WASHINGTON - Obama’s top military adviser said Thursday that he would consider deploying a limited number of United States forces to fight alongside Iraqi troops moving to retake Mosul and other areas under the control of Sunni militants.

Gen Martin E Dempsey, the chairman of the Joint Chiefs of Staff, told the House Armed Services Committee that Iraqi troops - who initially fled under the onslaught of Islamic State militants - were now doing a better job of standing and fighting. But he said he could not rule out the possibility that as operations against the Sunni militants move into more complex phases of clearing Islamic State militants out of cities and other territory they hold, American troops may have to help their Iraqi counterparts.

 “I’m not predicting at this point that I would recommend that those forces in Mosul and along the border would need to be accompanied by US forces, but we’re certainly considering it,” General Dempsey said. But he said that he did not anticipate expanding the American military presence in Iraq beyond what he called a “modest” force. “I just don’t foresee a circumstance when it would be in our interest to take this fight on ourselves with a large military contingent,” he said.

 Chuck Hagel said he believed that American airstrikes had been “striking a blow” against the Islamic State. His comments came on the same day that the Islamic State released an audio recording it said was of its leader, Abu Bakr al-Baghdadi, maintaining that the militant group “is good and in the best condition.”

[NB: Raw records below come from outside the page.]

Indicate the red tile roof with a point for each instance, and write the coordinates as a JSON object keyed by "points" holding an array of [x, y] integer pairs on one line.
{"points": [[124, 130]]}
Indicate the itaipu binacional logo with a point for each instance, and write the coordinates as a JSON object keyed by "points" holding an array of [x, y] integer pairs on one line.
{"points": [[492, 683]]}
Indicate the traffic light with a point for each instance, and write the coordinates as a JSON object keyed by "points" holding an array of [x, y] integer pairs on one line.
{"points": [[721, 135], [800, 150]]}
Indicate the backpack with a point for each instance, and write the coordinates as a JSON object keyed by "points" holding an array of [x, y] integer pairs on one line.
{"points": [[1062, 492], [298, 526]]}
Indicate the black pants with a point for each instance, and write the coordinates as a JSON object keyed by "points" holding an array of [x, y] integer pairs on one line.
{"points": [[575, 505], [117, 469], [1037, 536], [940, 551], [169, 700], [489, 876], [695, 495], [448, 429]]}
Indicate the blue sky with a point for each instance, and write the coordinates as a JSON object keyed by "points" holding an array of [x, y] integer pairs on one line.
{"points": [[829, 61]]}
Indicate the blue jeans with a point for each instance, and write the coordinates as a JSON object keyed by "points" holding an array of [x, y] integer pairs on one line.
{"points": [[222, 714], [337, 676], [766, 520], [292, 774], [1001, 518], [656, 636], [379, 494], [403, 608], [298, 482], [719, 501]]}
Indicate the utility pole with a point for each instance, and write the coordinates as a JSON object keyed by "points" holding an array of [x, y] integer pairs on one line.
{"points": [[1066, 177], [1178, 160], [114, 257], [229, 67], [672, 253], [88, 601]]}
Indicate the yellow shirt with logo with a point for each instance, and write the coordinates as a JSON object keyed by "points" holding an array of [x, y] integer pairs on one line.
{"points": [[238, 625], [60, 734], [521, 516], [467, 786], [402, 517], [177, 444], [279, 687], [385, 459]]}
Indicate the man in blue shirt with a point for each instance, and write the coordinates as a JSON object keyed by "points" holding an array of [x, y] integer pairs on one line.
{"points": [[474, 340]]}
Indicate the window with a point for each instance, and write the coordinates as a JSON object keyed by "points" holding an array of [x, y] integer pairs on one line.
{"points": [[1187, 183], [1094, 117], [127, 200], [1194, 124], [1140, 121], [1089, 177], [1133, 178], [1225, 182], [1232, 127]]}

 The congressional testimony on Thursday underscored the challenge facing Obama as he has continued to insist to a war-weary American public that the United States is not returning to ground combat in Iraq. He has maintained that American ground troops will not be used, even as his generals have increasingly hinted that there may not be a way to defeat the Sunni militant group without at least a small number of American ground troops. General Dempsey has used congressional testimony before - most recently in September - to suggest a need for greater military action, particularly if the battle against the militants moves into densely populated cities, as it must do if Iraqi forces are to retake cities claimed by the Islamic State.